• Hong Kong Med J · Apr 2003

    Review

    Is public access defibrillation needed in Hong Kong?

    • C B Lo, T W Wong, and K K Lai.
    • Accident and Emergency Department, North District Hospital, 9 Po Kin Road, Sheung Shui, Hong Kong.
    • Hong Kong Med J. 2003 Apr 1; 9 (2): 113-8.

    AbstractThe survival rate for non-traumatic out-of-hospital cardiac arrest in Hong Kong is low (1.25%-1.6%). Despite the reduced time interval between call receipt and first defibrillatory shock to 11.12 minutes during the past decade, the time interval between collapse/recognition and first defibrillatory shock, at 14.25 minutes, is too long. Studies of out-of-hospital cardiac arrest performed in Hong Kong were reviewed to ascertain whether a public access defibrillation programme can improve survival in Hong Kong. Three delays were found in the traditional response by emergency medical service, namely in the collapse/recognise-to-call receipt, call receipt-to-vehicle stops, and vehicle stops-to-first defibrillatory shock time intervals. The first delay is related to public education, while the second and third delays are intrinsic to a dispatched response. A public access defibrillation programme employing responders at scenes of cardiac arrests can eliminate the collapse/recognise-to-call receipt and call receipt-to-vehicle stops time intervals before defibrillation.

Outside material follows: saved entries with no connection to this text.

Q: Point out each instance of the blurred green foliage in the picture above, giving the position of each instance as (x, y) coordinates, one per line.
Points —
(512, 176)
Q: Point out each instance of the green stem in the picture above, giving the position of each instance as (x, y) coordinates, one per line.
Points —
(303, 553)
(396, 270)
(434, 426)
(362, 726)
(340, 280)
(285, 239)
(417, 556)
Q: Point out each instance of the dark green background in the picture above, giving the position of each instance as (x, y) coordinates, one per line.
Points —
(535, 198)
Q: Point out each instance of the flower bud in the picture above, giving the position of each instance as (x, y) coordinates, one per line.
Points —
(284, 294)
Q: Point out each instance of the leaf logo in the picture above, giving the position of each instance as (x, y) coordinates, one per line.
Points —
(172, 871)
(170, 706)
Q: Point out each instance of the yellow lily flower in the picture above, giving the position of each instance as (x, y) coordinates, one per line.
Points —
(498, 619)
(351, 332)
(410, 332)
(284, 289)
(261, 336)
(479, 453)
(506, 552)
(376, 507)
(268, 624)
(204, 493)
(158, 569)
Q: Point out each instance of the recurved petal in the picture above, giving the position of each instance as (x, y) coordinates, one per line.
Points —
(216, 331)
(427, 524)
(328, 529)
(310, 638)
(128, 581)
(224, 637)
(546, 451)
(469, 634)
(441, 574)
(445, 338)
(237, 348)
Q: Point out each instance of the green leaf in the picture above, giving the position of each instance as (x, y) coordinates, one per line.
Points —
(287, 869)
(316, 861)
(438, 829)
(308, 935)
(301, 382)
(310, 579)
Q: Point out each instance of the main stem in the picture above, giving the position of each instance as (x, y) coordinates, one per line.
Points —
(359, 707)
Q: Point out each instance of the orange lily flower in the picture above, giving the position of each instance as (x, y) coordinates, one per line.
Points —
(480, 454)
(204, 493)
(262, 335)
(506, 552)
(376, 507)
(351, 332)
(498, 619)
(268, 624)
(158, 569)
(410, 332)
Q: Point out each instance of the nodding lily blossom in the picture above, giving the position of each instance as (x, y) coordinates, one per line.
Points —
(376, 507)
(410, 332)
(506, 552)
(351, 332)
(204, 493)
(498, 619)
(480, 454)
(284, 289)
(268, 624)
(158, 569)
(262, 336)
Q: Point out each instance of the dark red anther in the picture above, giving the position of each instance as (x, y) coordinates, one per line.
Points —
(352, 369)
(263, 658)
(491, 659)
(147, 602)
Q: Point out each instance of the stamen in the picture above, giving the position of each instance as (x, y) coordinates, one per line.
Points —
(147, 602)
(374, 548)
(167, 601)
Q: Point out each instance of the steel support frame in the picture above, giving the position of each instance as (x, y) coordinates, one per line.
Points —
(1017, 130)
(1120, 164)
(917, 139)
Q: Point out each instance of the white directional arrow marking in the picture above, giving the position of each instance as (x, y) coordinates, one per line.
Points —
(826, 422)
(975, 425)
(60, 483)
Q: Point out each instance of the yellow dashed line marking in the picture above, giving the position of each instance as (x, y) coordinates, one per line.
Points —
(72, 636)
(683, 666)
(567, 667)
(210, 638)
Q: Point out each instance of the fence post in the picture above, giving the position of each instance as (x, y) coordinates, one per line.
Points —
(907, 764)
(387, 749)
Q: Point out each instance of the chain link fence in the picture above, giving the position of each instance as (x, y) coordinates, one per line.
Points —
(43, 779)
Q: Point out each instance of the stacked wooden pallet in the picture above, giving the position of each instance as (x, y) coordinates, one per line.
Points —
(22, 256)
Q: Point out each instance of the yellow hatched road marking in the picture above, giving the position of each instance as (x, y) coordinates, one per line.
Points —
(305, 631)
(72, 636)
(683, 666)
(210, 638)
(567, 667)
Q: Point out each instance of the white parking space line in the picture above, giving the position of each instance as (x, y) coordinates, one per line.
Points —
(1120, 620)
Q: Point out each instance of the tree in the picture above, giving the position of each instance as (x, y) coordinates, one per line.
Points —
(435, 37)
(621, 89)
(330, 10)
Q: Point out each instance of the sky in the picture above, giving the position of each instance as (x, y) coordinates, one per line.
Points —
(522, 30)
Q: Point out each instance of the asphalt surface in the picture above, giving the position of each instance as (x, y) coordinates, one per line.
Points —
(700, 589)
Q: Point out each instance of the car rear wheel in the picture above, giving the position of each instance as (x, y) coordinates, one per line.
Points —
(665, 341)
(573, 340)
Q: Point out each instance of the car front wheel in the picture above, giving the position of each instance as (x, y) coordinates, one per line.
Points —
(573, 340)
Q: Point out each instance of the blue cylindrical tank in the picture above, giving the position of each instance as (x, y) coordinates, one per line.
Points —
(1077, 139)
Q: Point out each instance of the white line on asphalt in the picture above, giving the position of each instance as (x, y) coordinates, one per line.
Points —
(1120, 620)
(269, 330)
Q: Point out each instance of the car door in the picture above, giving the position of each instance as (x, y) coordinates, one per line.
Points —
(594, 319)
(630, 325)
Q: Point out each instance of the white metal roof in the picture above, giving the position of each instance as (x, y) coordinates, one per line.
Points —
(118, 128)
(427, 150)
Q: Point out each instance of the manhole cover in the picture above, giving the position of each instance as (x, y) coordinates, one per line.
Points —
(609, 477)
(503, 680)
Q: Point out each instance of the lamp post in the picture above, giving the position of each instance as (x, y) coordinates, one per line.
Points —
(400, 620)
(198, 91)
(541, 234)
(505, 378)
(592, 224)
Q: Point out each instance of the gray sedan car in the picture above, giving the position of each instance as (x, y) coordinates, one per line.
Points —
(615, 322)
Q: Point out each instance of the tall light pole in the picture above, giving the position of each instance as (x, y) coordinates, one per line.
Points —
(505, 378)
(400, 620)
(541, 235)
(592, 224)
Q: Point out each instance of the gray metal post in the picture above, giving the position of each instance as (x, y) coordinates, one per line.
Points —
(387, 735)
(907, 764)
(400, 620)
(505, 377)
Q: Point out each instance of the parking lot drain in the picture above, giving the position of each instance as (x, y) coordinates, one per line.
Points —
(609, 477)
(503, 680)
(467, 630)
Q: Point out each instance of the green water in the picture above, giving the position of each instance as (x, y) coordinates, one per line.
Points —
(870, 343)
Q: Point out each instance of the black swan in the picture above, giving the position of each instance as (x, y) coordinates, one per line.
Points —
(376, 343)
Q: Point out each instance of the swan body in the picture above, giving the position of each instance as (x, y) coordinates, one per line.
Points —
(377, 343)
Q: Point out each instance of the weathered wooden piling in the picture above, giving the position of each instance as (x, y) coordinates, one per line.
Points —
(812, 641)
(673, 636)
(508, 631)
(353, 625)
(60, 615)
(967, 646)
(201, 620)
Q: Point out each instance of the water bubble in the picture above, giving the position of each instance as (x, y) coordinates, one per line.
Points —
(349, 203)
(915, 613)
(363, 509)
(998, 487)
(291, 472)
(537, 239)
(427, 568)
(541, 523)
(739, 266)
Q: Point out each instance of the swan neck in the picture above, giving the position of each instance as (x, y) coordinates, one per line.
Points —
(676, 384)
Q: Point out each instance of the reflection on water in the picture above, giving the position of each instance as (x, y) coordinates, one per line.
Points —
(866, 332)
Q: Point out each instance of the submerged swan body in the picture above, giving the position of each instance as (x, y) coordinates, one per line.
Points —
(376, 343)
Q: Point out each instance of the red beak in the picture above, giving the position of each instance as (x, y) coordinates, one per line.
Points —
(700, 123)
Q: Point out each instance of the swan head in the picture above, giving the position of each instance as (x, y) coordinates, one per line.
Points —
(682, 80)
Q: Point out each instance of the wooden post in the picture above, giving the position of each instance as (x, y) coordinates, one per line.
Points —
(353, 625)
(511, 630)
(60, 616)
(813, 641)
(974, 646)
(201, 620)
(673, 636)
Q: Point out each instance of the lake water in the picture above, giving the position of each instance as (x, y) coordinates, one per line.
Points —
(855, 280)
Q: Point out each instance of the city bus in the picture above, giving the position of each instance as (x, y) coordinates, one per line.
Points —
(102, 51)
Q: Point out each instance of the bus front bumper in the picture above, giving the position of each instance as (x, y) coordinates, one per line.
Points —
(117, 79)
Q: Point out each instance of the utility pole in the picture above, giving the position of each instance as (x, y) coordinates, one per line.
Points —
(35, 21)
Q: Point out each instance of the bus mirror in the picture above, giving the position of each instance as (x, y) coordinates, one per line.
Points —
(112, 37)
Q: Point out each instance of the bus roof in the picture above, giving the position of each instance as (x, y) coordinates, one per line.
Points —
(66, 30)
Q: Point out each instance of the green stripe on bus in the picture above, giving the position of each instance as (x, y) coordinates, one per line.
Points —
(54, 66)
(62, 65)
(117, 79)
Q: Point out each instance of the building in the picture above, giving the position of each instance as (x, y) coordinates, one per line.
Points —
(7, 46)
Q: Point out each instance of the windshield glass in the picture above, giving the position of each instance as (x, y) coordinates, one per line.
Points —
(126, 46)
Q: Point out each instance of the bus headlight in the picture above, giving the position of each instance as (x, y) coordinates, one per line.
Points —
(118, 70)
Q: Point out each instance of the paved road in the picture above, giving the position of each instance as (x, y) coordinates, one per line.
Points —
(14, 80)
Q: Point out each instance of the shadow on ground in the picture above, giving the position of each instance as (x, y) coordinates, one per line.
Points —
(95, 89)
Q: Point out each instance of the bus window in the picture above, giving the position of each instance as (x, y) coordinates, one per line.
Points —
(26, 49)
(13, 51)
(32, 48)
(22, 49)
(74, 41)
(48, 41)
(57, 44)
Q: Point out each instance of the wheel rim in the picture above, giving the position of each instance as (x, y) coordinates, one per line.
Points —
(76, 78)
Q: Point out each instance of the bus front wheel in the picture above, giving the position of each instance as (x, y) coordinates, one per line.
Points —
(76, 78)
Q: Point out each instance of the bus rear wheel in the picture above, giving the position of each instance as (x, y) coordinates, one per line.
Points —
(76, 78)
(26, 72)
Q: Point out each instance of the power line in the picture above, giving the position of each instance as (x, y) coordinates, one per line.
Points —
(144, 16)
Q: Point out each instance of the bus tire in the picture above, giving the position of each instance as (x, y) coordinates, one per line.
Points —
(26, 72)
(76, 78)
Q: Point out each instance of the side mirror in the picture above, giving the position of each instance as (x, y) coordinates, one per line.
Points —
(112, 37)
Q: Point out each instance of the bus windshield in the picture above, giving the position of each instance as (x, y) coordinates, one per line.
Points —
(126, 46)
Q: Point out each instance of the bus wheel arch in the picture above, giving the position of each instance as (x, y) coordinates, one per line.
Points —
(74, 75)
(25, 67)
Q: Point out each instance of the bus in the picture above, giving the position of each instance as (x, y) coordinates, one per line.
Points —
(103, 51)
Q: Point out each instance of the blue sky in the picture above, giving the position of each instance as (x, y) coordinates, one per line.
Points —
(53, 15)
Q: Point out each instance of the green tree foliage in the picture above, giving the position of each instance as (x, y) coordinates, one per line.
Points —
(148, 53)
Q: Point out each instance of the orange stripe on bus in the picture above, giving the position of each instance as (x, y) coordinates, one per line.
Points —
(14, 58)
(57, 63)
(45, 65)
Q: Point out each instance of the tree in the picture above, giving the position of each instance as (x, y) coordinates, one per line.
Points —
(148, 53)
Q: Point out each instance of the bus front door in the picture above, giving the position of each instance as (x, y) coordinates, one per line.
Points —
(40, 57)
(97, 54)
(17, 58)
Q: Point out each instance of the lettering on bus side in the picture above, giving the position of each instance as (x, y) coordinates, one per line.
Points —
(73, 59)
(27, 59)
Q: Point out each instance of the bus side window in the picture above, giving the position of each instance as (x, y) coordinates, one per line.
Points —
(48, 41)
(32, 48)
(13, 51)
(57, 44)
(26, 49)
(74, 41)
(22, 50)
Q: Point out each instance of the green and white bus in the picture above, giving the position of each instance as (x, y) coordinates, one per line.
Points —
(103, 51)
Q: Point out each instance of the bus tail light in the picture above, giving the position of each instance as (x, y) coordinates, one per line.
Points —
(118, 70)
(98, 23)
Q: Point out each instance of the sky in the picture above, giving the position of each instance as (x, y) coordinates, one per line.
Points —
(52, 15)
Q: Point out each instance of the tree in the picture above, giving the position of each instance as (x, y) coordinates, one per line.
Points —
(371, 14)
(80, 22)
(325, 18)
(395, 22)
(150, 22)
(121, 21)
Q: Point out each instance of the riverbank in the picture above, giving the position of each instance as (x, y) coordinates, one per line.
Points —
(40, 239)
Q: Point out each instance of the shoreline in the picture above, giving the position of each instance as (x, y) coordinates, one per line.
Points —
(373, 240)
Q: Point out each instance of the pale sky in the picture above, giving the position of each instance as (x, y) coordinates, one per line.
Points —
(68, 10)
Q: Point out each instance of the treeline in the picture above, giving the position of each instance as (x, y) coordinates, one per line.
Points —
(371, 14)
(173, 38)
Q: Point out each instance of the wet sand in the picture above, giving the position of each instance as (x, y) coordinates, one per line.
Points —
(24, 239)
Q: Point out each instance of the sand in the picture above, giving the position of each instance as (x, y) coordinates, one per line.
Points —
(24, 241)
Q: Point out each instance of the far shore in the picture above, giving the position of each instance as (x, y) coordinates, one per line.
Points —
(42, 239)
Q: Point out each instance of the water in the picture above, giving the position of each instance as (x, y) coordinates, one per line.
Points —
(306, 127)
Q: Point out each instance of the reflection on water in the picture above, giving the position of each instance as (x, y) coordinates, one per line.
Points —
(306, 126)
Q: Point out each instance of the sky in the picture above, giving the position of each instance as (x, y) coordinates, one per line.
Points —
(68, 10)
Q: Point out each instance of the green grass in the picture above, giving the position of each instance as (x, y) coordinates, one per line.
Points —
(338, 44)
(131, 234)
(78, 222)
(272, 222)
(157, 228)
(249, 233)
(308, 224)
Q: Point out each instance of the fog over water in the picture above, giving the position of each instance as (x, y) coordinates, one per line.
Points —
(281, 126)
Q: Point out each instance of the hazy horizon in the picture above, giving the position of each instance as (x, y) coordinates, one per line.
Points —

Possible sites of public access defibrillation could include the airport and other immigration points, which have a high volume of people passing through, with projected figures for out-of-hospital cardiac arrest at these sites supporting this consideration. For successful implementation of public access defibrillation, a comprehensive educational programme and coordination with the emergency medical service are required.